Ideally, your customers would annotate those ‘photo updates’ in a way that is in line with the way that you’d want someone in a review to describe your attributes, products, and services.
The ‘photo update’ tab presents another layer of opportunity for current customers and potential customers to view user-uploaded photos, so it is in your interest as a business to keep these fresh and new, compelling and attractive, for you to carefully monitor the content, and to respond appropriately to image uploads and image captions.
What might happen next?
The introduction of this feature earlier this year could suggest that Google’s looking to add additional user-generated content in GMB. Think of it as a little like being able to write a comment on a business’s Facebook page.

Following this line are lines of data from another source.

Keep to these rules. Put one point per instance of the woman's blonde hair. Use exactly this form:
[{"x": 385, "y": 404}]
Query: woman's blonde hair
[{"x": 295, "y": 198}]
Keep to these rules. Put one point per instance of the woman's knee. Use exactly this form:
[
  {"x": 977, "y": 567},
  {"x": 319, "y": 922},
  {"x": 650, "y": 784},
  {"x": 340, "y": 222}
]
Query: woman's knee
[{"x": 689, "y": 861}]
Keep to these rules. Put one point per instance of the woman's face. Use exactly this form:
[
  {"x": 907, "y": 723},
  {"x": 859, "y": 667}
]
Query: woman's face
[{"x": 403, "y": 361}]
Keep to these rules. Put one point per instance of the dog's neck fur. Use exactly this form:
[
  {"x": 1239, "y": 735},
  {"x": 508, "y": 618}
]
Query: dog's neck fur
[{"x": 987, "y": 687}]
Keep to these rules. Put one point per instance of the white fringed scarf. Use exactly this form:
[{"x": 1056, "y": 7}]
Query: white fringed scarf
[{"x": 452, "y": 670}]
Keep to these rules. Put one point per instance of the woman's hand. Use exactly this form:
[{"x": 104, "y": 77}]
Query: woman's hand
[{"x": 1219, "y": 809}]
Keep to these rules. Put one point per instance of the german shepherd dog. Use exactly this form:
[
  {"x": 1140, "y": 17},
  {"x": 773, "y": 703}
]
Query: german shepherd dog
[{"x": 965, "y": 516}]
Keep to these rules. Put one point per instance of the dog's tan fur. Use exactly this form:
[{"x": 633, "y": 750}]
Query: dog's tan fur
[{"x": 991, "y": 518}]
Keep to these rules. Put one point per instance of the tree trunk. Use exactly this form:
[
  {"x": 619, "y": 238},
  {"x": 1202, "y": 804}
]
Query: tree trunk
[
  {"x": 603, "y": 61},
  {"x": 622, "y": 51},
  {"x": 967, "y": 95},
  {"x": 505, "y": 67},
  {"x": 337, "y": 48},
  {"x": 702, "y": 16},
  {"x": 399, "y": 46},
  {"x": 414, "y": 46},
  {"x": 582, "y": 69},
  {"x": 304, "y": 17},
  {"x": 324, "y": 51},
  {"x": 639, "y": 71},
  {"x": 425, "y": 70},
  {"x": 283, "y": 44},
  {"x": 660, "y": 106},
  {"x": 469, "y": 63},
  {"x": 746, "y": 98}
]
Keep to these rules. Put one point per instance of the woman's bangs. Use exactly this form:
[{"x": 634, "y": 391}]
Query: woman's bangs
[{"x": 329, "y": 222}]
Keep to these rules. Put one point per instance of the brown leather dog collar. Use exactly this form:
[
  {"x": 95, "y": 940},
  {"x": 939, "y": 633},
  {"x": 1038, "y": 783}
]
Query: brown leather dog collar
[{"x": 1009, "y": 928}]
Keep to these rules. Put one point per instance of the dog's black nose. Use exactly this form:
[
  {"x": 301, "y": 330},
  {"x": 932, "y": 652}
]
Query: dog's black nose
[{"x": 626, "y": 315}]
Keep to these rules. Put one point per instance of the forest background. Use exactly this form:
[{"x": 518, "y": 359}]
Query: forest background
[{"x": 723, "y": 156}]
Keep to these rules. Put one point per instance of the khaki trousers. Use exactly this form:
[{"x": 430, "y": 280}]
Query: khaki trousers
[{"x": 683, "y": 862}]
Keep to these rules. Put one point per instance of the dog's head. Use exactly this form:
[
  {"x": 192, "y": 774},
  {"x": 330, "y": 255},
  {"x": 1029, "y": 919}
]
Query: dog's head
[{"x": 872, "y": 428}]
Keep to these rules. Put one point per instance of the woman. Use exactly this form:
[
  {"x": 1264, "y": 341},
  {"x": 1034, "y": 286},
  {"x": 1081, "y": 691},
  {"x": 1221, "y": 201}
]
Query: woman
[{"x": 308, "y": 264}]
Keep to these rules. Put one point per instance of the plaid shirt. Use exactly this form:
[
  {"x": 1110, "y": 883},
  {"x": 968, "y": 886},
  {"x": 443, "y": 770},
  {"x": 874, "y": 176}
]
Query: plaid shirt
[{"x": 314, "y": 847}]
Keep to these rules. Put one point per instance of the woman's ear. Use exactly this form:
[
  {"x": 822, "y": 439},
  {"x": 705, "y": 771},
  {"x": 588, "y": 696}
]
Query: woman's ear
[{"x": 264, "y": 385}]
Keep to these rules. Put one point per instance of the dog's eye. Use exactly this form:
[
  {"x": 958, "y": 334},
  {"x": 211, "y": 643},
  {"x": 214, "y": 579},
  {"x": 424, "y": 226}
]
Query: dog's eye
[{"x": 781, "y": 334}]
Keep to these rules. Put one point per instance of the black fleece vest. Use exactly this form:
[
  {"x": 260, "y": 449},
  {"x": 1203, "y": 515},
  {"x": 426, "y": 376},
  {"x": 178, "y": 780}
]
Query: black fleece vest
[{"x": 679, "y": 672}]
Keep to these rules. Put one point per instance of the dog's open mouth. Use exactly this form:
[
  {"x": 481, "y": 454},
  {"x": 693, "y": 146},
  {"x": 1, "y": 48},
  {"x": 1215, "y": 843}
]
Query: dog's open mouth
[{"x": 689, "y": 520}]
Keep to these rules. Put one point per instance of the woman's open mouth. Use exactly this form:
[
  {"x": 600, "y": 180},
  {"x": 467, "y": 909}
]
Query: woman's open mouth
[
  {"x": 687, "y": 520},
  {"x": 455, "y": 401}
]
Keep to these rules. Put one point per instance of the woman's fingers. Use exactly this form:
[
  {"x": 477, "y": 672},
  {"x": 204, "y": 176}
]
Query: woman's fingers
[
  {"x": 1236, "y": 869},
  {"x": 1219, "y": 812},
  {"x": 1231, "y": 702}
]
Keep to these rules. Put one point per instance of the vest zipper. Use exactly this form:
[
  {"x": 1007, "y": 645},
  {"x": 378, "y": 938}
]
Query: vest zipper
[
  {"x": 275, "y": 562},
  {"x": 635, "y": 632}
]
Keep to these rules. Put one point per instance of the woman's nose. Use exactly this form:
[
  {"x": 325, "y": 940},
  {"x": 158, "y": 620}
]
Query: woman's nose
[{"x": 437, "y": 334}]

If users are consuming content within the ‘updates’ tab as part of their discovery process, then user ‘photo updates’ are going to be one of the things that they’ll see.
Google’s documentation on ‘photo updates’ lives in the Google Posts documents folder, so for the moment be aware that maybe GMB posts won’t remain a feature that can be so carefully curated by a business.
So if you, as a watcher of GMB functionality, were playing at predicting a future where users could comment on GMB posts… perhaps this is a step towards that future.
As always, I’m surprised that Google Maps users pick up on the small changes in the user interface and try them out, especially considering Google never really keeps consumers in the loop about how these features can be used to their benefit.
If uptake on this feature is low, then perhaps it’ll just disappear, so just keep your eyes peeled and have a think about how this feature could present an opportunity for your business, and how you’ll manage this feature moving forwards.